By Madhusree Chatterjee,IANS,
New Delhi: At the heart of change in contemporary India are women, the country’s silent force that is scripting success in diverse spheres, from economy and politics to showbiz, arts and education. Ninety such stories captured by six acclaimed Magnum photographers are now on display here.
The exhibition, “Women Changing India”, opened here this weekend.
“The truth is that India is the only country where we worship women as goddess – it has been a tradition for centuries. She not only runs the home but takes care to ensure that the family stays together. Look at Ela Bhatt and Aruna Roy; they are icons in their own right and great mothers like Mother Teresa and Indira Gandhi,” ace lensman Raghu Rai, a Magnum photographer, told IANS.
The show is a collaboration between the BNP Paribas bank and the publishing house Zubaan to mark the 150th year of the bank in India.
The bank is involved in several grassroots development and micro-credit projects managed by women’s self-help groups in India.

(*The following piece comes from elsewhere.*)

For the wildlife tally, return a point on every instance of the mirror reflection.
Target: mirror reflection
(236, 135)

A book, “Women Changing India”, celebrating the achievement of Indian women, was unveiled by Zubaan and Magnum Photos, the international agency of photographers founded by photo legend Henri Cartier Bresson, Robert Capa, David Seymour, George Rodger and William Vandivert in 1947.
The photographs by Raghu Rai, Olivia Arthur, Martine Franck, Alessandra Sanguenetti, Alex Web and Patrick Zachmann capture women as tools of change in villages, new professions, arts, cinema and in the corridors of power.
The photographs are powerful reality shots that portray women in their hot seats and at home, bring to light the complex balance of power that Indian women are known to wield since the Vedic age.
The exhibition, like the book, has been divided into five segments.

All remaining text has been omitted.